Generalizable speech deepfake detection via meta-learned LoRA
This work addresses the challenge of reliable speech deepfake detection for security applications when spoofing attacks evolve, offering an incremental improvement through parameter-efficient adaptation.
The paper tackled the problem of speech deepfake detection under distribution shifts by framing it as domain generalization, resulting in a model that reduces the average equal error rate from 8.84% to 5.30% while updating only 1.1% of parameters compared to full fine-tuning.

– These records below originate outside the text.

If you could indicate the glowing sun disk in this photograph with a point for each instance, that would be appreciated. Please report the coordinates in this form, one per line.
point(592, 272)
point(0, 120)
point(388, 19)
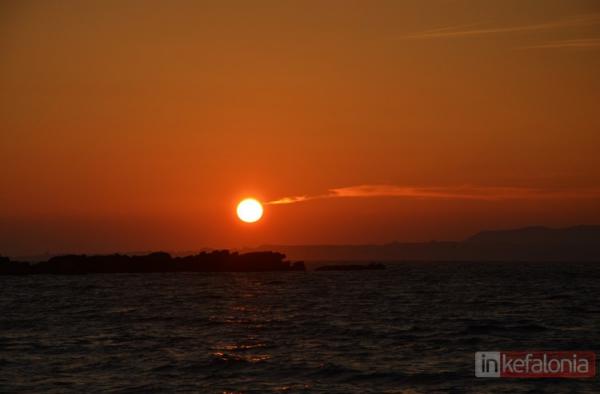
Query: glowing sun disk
point(249, 210)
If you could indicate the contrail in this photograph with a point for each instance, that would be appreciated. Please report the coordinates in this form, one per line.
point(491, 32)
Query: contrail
point(482, 193)
point(478, 29)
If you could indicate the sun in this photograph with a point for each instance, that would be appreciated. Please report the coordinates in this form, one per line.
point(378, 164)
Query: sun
point(249, 210)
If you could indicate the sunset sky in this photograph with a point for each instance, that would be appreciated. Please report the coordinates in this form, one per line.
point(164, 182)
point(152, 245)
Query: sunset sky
point(139, 125)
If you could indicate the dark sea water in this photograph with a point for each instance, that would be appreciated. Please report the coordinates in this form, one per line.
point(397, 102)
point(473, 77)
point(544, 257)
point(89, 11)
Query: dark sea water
point(412, 328)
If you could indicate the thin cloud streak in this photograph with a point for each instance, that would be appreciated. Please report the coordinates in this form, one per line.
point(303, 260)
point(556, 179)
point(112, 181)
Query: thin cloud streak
point(480, 193)
point(464, 31)
point(582, 43)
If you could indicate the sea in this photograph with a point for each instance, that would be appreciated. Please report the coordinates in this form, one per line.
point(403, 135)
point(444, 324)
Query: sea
point(411, 328)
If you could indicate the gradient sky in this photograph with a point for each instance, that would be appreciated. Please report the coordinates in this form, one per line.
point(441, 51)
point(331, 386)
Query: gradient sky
point(138, 125)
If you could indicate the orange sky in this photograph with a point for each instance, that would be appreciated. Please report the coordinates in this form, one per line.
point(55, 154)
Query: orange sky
point(138, 125)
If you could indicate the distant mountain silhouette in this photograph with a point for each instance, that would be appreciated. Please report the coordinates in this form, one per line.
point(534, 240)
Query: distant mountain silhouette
point(578, 243)
point(539, 234)
point(216, 261)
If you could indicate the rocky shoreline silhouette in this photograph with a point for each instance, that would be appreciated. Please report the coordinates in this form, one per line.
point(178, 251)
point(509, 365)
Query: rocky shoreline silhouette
point(215, 261)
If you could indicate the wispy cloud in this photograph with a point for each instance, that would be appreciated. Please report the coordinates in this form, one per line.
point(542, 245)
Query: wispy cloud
point(582, 43)
point(482, 193)
point(480, 29)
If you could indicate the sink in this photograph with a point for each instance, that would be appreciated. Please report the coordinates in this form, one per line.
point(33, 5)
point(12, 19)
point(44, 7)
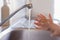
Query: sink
point(28, 35)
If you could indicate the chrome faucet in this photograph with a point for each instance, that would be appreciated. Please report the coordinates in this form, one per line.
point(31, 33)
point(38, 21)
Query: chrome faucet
point(24, 6)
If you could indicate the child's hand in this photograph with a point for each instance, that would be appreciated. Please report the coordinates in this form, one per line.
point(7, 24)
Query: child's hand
point(43, 23)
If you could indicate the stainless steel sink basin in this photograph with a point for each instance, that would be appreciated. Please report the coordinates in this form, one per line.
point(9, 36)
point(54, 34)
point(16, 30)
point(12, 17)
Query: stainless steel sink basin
point(28, 35)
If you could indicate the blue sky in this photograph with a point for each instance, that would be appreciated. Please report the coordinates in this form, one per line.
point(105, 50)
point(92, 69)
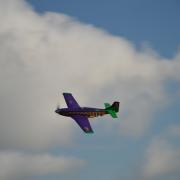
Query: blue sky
point(54, 53)
point(156, 23)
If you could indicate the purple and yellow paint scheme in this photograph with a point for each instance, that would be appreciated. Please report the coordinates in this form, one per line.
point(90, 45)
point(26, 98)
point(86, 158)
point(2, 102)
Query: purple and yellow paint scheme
point(81, 114)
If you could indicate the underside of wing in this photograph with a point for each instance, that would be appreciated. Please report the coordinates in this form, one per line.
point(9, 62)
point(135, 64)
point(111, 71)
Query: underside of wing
point(70, 101)
point(83, 122)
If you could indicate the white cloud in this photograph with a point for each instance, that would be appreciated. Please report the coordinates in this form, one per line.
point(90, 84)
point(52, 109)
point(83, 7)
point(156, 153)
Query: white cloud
point(14, 165)
point(43, 55)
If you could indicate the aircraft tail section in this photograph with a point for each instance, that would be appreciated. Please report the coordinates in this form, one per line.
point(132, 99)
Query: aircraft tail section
point(112, 109)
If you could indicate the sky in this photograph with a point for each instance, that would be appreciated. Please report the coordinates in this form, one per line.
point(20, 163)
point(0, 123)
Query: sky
point(100, 51)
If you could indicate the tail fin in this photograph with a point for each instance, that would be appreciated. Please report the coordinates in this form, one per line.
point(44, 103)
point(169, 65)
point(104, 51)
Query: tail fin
point(112, 109)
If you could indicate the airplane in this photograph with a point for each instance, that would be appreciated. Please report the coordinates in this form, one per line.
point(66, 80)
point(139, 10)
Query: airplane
point(81, 114)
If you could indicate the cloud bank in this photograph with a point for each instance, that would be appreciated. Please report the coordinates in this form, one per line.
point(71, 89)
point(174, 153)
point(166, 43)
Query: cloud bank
point(42, 56)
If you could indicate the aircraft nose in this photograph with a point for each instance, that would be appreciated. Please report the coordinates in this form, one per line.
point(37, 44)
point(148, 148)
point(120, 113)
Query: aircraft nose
point(56, 111)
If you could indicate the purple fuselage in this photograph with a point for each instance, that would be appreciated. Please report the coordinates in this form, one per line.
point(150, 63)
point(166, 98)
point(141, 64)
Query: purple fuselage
point(84, 111)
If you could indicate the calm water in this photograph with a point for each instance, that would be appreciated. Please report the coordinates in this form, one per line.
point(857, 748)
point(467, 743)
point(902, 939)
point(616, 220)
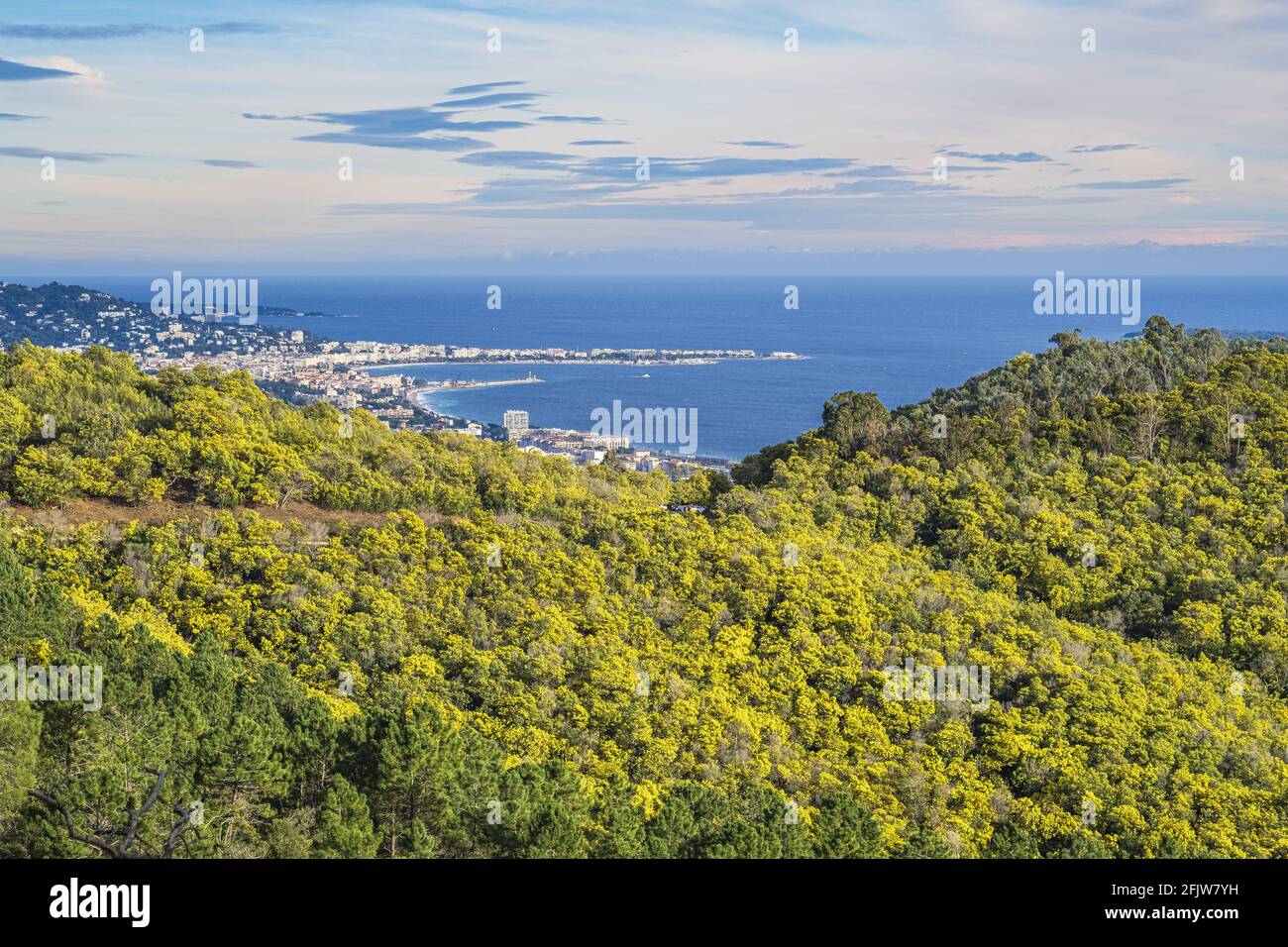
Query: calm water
point(898, 337)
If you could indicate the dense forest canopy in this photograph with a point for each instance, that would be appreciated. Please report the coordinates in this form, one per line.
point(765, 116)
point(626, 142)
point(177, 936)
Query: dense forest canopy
point(346, 642)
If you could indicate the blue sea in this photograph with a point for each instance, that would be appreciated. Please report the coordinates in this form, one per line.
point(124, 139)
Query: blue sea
point(898, 337)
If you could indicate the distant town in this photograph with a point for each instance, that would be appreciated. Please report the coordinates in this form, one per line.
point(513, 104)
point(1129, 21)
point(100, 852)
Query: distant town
point(300, 368)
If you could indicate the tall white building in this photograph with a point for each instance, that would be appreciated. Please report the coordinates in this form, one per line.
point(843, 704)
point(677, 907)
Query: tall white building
point(515, 424)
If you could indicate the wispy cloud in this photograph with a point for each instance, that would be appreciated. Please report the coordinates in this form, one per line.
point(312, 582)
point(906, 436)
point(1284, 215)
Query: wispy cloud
point(1001, 157)
point(576, 119)
point(764, 145)
point(20, 72)
point(1129, 184)
point(120, 31)
point(1098, 149)
point(86, 157)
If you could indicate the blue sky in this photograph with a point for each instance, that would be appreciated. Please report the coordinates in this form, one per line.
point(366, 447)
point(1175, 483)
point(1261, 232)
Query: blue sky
point(759, 158)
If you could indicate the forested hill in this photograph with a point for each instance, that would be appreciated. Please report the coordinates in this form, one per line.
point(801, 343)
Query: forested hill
point(529, 659)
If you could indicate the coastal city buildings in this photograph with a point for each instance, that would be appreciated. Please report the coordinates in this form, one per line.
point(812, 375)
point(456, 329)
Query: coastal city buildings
point(300, 368)
point(515, 424)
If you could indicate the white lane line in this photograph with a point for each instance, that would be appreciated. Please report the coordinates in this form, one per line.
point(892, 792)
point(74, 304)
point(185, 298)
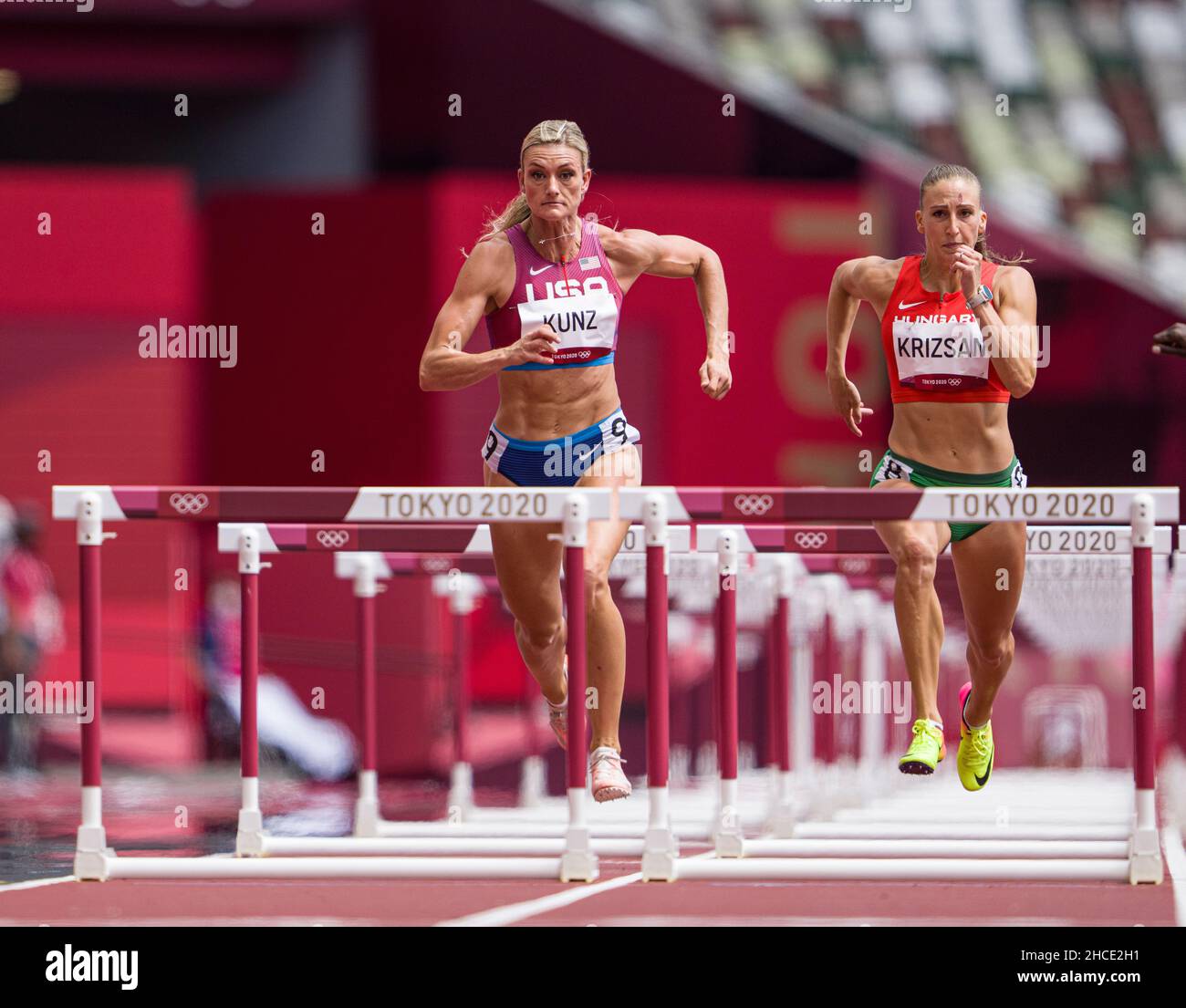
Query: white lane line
point(1175, 865)
point(514, 912)
point(7, 888)
point(518, 911)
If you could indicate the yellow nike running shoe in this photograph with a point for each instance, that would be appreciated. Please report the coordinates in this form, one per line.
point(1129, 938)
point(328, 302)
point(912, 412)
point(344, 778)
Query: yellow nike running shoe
point(973, 762)
point(926, 751)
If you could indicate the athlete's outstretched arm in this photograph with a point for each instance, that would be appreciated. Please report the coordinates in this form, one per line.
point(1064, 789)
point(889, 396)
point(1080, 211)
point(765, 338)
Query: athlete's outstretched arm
point(674, 255)
point(854, 281)
point(445, 366)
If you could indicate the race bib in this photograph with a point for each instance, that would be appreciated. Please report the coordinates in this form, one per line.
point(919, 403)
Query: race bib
point(585, 323)
point(941, 356)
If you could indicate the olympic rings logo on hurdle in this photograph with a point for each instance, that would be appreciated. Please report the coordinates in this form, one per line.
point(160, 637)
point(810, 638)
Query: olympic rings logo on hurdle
point(754, 503)
point(810, 540)
point(189, 503)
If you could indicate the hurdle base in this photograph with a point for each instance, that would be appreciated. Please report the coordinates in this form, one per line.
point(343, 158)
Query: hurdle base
point(577, 864)
point(660, 854)
point(1145, 865)
point(461, 793)
point(367, 818)
point(728, 840)
point(249, 838)
point(90, 855)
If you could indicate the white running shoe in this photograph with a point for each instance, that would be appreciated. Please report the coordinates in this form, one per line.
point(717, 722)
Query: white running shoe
point(606, 778)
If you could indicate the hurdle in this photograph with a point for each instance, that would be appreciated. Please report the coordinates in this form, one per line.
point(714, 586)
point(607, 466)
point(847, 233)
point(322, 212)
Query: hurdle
point(1138, 860)
point(90, 506)
point(470, 546)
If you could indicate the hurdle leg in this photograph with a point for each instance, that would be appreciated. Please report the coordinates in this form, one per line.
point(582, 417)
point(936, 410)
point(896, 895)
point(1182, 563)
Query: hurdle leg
point(660, 848)
point(461, 793)
point(727, 837)
point(782, 815)
point(91, 852)
point(249, 838)
point(1145, 845)
point(367, 813)
point(579, 862)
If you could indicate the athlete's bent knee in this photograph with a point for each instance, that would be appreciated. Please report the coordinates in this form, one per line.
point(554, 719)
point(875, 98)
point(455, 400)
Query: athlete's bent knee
point(597, 586)
point(917, 557)
point(992, 652)
point(540, 635)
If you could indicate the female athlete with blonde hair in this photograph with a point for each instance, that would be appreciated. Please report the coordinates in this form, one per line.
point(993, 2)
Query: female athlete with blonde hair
point(956, 327)
point(550, 287)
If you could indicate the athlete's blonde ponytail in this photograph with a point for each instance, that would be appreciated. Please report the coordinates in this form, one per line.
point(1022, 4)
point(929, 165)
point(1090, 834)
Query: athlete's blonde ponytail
point(550, 130)
point(944, 172)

Reliable detection of speech deepfakes (spoofs) must remain effective when the distribution of spoofing attacks shifts. We frame the task as domain generalization and show that inserting Low-Rank Adaptation (LoRA) adapters into every attention head of a self-supervised (SSL) backbone, then training only those adapters with Meta-Learning Domain Generalization (MLDG), yields strong zero-shot performance. The resulting model updates about 3.6 million parameters, roughly 1.1% of the 318 million updated in full fine-tuning, yet surpasses a fully fine-tuned counterpart on five of six evaluation corpora. A first-order MLDG loop encourages the adapters to focus on cues that persist across attack types, lowering the average EER from 8.84% for the fully fine-tuned model to 5.30% with our best MLDG-LoRA configuration. Our findings show that combining meta-learning with parameter-efficient adaptation offers an effective method for zero-shot, distribution-shift-aware speech deepfake detection.